George C. Pimentel

George Claude Pimentel ( born 2 May 1922 in California, † 18 June 1989 ) was an American chemist, known in particular for his pioneering work on chemical lasers.

Pimentel grew up as the son of French parents in one of the poorer quarters of Los Angeles and studied after high school graduation in 1939 Chemistry at the University of California, Los Angeles ( completion 1943). During World War II he was briefly in the Manhattan Project in Berkeley, but then changed her - after he realized the objectives of the research - rather to serve in the U.S. Navy on a submarine. After the war he continued his studies at the University of California, Berkeley, continued and was awarded his doctorate in 1949 at Kenneth S. Pitzer. He spent the rest of his career at Berkeley, where he was professor of chemistry. He was director of the Laboratory of Chemical Dynamics and associate director of the Lawrence Berkeley National Laboratory.
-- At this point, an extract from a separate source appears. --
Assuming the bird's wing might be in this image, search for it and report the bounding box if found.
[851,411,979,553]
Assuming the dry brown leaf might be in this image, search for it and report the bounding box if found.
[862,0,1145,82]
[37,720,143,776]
In the 1950s he developed the matrix isolation technique to capture free radicals ( by incorporating, for example, in a matrix of solid noble gases at low temperatures), which was thus investigated spectroscopically. He developed methods of infrared spectroscopy and applied them to among other things, the study of the hydrogen bond, about which he wrote a standard work with McClellan.

Pimentel is known as the developer of the first chemical laser ( ie laser, which derive their energy from chemical reactions) in the 1960s.

In 1960 he issued a widely used high school textbook on chemistry with others.

He was a member of the National Academy of Sciences, of which he was Deputy Director from 1977 to 1980 since 1966. He gave the 1986 Report on Opportunities in Chemistry out ( Pimentel Report). In 1986 he was president of the American Chemical Society.

His laboratory built infrared spectrometer for Mars missions Mariner 6 and 7 and was involved in the evaluation of the measurement results. In 1967, he competed as a scientist for NASA 's astronaut training and graduated in the tests successfully, but was not taken because of a smaller refractive error.

In 1982 he was awarded the Wolf Prize in Chemistry, 1985, the National Medal of Science, the 1989 Priestley Medal, 1985, the Franklin Medal in 1986 and the Welch Award. In 1959, he received the George A. Olah Award in Hydrocarbon or Petroleum Chemistry.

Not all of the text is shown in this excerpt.